The F1 and confusion matrix have already improved. Furthermore, the cv looks pretty good already! Nevertheless, lets look if this can still be further improved. 

It is interesting to visualise the data to see if there are particular features which can improve the classification. Hence

 - We will reduce the dimension of the features to visualize how good the classification currently is
 - We will visualise the different features and chose the ones which can improve the classification and drop all the other features

In [None]:
from sklearn.manifold import Isomap
iso = Isomap(n_neighbors=30, n_components=2)

#project the data to 2-dimension features
iso.fit(X_data_red_train[:50,:])
Xdata_red_projected = iso.transform(X_data_red_train)

#visualise the data
plt.scatter(Xdata_red_projected[:, 0], Xdata_red_projected[:, 1], c=y_data_red_train,
            edgecolor='none', alpha=0.5,
            cmap=plt.cm.get_cmap('nipy_spectral'))

plt.clim(-0.5, 9.5);

# Part 3: Feature reduction
Will this improve our result?

In [None]:
%matplotlib inline
import seaborn as sns; sns.set()
sns.pairplot(data_red_df, hue='Class',vars=['Time', 'Amount']);

In [None]:
sns.pairplot(data_red_df, hue='Class',vars=['V1','V2','V3','V4', 'V5', 'V6','V7','V8','V9','V10']);

In [None]:
sns.pairplot(data_red_df, hue='Class',vars=[ 'V11', 'V12','V13','V14','V15','V16','V17','V18','V19','V20','V21']);

In [None]:
sns.pairplot(data_red_df, hue='Class',vars=[ 'V22','V23','V24','V25','V26','V27','V28']);

It seems that the best features are 'V10', 'V14', 'V16', 'V17'

In [None]:
sns.pairplot(data_red_df, hue='Class',vars=['V10','V14','V16','V17']);

Lets take just these columns to fit our algorithms

In [None]:
data_card_df = pd.concat([data_red_df['V10'],data_red_df['V16'],data_red_df['V14'],\
                            data_red_df['V17'],data_red_df['Class']],axis=1)

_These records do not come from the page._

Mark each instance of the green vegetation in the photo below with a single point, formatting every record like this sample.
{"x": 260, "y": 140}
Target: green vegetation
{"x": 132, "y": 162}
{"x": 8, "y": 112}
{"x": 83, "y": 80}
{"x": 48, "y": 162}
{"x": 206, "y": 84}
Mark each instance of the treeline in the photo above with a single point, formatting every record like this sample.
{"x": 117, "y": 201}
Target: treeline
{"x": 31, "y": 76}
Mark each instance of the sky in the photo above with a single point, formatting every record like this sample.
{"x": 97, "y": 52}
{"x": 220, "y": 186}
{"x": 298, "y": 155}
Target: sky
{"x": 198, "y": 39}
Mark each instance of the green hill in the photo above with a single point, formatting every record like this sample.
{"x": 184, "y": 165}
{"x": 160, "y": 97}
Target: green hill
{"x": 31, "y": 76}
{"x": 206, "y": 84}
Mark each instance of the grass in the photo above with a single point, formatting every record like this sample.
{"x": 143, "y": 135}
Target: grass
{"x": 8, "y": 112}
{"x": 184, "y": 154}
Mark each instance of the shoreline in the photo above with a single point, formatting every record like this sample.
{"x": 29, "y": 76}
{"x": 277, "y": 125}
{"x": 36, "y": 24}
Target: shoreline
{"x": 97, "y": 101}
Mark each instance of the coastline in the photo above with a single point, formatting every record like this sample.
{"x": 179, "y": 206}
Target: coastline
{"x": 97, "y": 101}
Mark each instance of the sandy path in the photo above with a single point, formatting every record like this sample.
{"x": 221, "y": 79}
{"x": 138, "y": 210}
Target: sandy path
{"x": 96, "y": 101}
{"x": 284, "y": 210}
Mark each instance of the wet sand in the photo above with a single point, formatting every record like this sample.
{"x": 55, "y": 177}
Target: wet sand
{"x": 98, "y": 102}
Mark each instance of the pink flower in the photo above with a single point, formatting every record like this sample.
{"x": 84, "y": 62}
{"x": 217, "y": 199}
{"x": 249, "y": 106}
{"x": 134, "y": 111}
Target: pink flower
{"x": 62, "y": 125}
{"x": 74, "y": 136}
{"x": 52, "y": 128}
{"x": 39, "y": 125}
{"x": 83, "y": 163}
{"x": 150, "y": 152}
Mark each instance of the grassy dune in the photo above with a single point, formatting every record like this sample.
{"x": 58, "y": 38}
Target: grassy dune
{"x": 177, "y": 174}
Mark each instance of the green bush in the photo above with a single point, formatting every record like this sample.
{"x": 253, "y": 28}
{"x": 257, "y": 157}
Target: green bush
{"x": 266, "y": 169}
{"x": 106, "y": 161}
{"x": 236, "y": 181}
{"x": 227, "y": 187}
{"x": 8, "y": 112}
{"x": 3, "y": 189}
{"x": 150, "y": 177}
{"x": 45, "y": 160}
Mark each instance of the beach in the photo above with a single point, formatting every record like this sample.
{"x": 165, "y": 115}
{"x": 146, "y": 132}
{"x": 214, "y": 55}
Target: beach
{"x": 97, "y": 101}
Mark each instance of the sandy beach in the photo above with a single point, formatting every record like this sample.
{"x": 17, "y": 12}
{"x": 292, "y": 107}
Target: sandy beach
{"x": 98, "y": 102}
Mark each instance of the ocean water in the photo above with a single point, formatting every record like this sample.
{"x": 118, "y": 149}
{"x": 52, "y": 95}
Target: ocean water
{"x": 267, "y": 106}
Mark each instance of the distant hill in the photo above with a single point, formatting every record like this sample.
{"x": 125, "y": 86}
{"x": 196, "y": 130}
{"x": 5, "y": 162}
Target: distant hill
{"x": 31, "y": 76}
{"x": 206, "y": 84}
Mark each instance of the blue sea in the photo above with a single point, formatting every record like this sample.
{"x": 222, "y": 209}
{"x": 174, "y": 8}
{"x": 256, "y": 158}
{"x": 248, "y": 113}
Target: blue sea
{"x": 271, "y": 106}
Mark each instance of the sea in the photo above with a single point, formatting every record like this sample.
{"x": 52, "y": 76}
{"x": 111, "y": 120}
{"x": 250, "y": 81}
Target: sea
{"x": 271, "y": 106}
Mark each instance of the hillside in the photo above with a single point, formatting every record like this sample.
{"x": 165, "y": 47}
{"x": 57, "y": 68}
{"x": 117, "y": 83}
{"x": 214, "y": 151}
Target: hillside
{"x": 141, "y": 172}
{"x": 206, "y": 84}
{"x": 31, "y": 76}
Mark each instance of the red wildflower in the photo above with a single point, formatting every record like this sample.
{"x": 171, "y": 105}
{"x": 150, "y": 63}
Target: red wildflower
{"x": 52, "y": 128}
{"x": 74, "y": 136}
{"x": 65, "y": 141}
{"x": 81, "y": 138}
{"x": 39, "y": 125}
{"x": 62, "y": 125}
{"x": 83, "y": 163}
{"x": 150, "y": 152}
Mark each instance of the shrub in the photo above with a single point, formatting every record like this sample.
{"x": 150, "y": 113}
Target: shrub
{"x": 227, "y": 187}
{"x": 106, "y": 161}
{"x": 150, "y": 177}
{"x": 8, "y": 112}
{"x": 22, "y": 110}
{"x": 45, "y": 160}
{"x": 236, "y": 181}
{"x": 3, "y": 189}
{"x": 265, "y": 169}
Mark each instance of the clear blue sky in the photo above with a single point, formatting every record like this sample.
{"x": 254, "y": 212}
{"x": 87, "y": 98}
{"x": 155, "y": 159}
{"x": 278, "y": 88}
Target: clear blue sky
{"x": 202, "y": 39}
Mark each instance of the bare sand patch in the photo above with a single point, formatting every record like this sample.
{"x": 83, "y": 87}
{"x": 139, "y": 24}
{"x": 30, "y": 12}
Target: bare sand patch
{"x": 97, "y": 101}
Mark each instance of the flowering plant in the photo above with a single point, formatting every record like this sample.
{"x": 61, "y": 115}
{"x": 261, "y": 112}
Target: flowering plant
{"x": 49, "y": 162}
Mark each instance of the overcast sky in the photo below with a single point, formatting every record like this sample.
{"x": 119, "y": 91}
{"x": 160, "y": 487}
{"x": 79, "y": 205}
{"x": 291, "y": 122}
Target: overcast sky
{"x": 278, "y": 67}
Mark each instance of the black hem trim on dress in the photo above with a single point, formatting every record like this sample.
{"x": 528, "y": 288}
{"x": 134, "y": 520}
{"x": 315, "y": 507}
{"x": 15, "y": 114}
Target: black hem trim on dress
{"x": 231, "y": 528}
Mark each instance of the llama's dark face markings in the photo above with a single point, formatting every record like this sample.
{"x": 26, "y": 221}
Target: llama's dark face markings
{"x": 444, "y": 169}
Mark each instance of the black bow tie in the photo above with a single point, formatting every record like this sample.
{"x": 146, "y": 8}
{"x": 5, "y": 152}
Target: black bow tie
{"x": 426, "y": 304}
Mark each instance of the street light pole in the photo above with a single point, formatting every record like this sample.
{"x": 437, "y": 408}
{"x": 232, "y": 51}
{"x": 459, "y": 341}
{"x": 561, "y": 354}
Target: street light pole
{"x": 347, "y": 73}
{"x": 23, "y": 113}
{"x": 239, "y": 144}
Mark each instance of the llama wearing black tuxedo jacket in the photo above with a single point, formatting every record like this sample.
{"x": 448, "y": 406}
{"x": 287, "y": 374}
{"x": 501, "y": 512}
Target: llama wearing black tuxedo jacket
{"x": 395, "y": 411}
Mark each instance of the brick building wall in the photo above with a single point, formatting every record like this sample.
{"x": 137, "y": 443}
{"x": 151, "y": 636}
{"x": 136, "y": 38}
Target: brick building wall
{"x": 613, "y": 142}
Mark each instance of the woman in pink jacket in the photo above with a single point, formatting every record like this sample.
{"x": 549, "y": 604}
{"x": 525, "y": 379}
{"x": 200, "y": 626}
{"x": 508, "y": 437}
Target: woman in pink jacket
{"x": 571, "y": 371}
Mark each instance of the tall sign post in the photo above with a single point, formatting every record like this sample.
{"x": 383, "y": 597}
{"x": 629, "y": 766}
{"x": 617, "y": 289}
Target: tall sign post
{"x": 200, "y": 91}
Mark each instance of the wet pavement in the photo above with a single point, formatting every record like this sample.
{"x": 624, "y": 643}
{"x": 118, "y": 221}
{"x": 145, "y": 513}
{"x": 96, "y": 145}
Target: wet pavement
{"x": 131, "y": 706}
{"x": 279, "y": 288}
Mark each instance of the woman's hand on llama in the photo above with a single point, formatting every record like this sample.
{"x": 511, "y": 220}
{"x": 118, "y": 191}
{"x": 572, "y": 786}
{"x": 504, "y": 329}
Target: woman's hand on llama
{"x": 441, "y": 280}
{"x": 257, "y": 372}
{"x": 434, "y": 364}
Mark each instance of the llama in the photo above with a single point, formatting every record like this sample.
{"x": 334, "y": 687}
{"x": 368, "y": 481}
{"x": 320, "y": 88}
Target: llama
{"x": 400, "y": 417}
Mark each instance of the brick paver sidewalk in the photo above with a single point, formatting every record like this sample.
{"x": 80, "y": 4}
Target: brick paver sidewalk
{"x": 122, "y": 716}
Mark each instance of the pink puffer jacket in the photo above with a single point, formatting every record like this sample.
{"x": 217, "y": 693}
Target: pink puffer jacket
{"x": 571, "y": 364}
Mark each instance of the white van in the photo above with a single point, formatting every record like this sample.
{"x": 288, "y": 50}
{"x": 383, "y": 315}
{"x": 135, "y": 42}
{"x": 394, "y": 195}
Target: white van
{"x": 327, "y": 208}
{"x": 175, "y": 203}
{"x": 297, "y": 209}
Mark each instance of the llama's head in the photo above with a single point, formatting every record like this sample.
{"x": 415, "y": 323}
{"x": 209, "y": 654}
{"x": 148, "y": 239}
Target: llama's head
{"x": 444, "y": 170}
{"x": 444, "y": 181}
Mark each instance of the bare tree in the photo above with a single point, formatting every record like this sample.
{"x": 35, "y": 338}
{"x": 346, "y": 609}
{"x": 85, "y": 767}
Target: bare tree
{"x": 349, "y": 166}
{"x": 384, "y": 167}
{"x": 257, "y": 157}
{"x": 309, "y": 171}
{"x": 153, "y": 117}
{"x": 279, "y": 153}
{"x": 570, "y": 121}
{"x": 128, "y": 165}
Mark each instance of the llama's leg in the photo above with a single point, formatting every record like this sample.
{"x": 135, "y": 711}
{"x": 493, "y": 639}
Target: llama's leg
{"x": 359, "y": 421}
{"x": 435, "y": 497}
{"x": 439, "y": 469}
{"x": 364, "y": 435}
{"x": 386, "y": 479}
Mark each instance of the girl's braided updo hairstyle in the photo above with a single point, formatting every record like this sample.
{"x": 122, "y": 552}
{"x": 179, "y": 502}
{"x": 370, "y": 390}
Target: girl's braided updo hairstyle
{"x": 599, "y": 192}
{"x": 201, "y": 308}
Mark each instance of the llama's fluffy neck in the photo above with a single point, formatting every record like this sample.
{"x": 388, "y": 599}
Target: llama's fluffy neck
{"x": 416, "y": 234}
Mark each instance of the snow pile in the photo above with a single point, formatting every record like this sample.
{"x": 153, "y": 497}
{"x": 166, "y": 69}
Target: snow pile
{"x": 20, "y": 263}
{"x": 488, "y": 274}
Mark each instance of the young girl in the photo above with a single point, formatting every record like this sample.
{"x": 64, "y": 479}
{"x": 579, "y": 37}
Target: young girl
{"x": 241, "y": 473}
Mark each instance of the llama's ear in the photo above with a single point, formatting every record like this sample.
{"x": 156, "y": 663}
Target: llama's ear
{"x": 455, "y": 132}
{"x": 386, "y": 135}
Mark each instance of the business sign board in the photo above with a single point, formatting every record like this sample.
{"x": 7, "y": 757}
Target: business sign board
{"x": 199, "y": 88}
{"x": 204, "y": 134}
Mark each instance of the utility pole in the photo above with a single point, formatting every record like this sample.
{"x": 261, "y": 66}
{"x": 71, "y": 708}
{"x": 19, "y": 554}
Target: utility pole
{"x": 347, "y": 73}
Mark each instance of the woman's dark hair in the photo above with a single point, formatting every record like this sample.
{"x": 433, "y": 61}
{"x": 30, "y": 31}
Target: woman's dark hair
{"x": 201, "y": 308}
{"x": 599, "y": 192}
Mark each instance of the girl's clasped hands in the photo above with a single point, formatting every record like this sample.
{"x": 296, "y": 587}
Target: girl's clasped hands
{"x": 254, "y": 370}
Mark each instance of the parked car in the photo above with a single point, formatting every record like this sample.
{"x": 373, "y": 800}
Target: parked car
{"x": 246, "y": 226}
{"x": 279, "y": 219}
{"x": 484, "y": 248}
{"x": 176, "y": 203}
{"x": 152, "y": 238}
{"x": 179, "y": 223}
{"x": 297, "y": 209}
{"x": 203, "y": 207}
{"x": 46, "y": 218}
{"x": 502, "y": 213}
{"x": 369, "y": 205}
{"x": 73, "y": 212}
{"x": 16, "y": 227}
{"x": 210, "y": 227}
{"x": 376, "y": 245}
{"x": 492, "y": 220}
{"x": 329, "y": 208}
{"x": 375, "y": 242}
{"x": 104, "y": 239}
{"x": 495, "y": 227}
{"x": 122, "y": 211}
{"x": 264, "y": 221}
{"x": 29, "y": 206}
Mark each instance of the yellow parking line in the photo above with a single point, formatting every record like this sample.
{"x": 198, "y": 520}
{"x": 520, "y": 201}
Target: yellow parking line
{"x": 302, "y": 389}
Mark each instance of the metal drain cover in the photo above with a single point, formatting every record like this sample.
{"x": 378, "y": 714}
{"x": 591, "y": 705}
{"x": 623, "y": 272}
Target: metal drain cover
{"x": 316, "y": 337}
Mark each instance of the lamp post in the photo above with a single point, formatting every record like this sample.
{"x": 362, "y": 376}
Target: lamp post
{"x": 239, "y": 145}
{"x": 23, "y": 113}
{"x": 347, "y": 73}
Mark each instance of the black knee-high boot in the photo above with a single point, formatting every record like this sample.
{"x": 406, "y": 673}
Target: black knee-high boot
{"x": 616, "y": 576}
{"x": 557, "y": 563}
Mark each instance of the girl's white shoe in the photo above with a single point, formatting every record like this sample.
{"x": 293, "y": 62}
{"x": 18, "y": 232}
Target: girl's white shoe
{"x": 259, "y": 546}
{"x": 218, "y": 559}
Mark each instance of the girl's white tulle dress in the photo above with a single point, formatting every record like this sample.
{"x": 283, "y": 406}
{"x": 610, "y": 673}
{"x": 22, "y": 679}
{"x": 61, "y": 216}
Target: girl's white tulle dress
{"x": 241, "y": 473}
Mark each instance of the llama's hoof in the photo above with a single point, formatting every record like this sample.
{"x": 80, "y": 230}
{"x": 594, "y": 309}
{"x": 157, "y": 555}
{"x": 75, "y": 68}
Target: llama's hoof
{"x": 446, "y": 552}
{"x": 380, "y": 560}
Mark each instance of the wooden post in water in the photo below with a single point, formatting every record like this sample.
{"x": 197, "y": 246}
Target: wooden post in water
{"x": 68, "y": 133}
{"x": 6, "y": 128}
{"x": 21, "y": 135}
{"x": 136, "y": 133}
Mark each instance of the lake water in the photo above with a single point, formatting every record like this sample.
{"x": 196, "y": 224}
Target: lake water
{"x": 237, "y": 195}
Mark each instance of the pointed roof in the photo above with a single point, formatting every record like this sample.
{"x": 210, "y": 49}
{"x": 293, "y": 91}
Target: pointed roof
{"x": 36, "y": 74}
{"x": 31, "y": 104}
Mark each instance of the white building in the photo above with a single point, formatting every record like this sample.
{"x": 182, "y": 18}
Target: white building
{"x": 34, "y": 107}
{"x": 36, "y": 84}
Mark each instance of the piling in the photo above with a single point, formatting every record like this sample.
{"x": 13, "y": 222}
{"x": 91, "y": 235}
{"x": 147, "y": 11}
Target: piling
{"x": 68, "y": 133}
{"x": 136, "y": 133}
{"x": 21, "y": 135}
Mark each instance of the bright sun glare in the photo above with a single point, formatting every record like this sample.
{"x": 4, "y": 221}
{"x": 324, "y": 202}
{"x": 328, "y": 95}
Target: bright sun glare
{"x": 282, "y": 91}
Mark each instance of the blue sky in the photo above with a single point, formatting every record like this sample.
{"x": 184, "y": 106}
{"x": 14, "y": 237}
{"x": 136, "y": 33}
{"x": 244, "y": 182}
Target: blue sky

data_card = data_card_df.as_matrix()

X = data_card[:,:(data_card_df.shape[1]-1)]
y = data_card[:,(data_card_df.shape[1]-1)]


In [None]:
iso.fit(X[:50,:])
data_projected = iso.transform(X)
data_projected.shape

In [None]:
plt.scatter(data_projected[:, 0], data_projected[:, 1], c=y,
            edgecolor='none', alpha=0.5,
            cmap=plt.cm.get_cmap('nipy_spectral'))

plt.clim(-0.5, 9.5);

It does not look as this has strongly improved the result... actually looks worse!!
Lets now divide the data into training and test data

In [None]:
X_train, X_test, y_train, y_test = train_test_split(X, y, test_size=0.25)

# Decision Tree classifier

In [None]:
from sklearn.tree import DecisionTreeClassifier

#fit decision tree classifier
model_dt = DecisionTreeClassifier()
model_dt.fit(X_train, y_train)

#predict 'y' for test data
y_pred_test_dt = model_dt.predict(X_test)

#score
print(confusion_matrix(y_test, y_pred_test_dt))
print(f1_score(y_test, y_pred_test_dt))

# Neural networks


In [None]:
#fit data
model_nn.fit(X_train, y_train)

#predict y
y_pred_test_nn = model_nn.predict(X_test)

#score
print(confusion_matrix(y_test, y_pred_test_nn))
print(f1_score(y_test, y_pred_test_nn))

# Random forest

In [None]:
from sklearn.ensemble import RandomForestClassifier

#fit
model_rf = RandomForestClassifier(criterion='entropy')
model_rf.fit(X_train, y_train)

#predict y
y_pred_test_rf = model_rf.predict(X_test)

#score
print(confusion_matrix(y_test, y_pred_test_rf))
print(f1_score(y_test, y_pred_test_rf))


As expected, the results don't improve much.
Lets look at the cross valudation accuracy:

In [None]:
cv = KFold(len(y), 5, shuffle=True, random_state=0)

scores_dt = cross_val_score(model_dt, X, y, cv=cv)
print(scores_dt)
print("Mean score decision tree: {0:.3f} (+/-{1:.3f})".format(np.mean(scores_dt), sem(scores_dt)))


scores_nn = cross_val_score(model_nn, X, y, cv=cv)
print(scores_nn)
print("Mean score neural networks: {0:.3f} (+/-{1:.3f})".format(np.mean(scores_nn), sem(scores_nn)))
scores_rf = cross_val_score(model_rf, X, y, cv=cv)
print(scores_rf)
print("Mean score random forest: {0:.3f} (+/-{1:.3f})".format(np.mean(scores_rf), sem(scores_rf)))



Hence, just by generating a symmetric data, the result is already very good!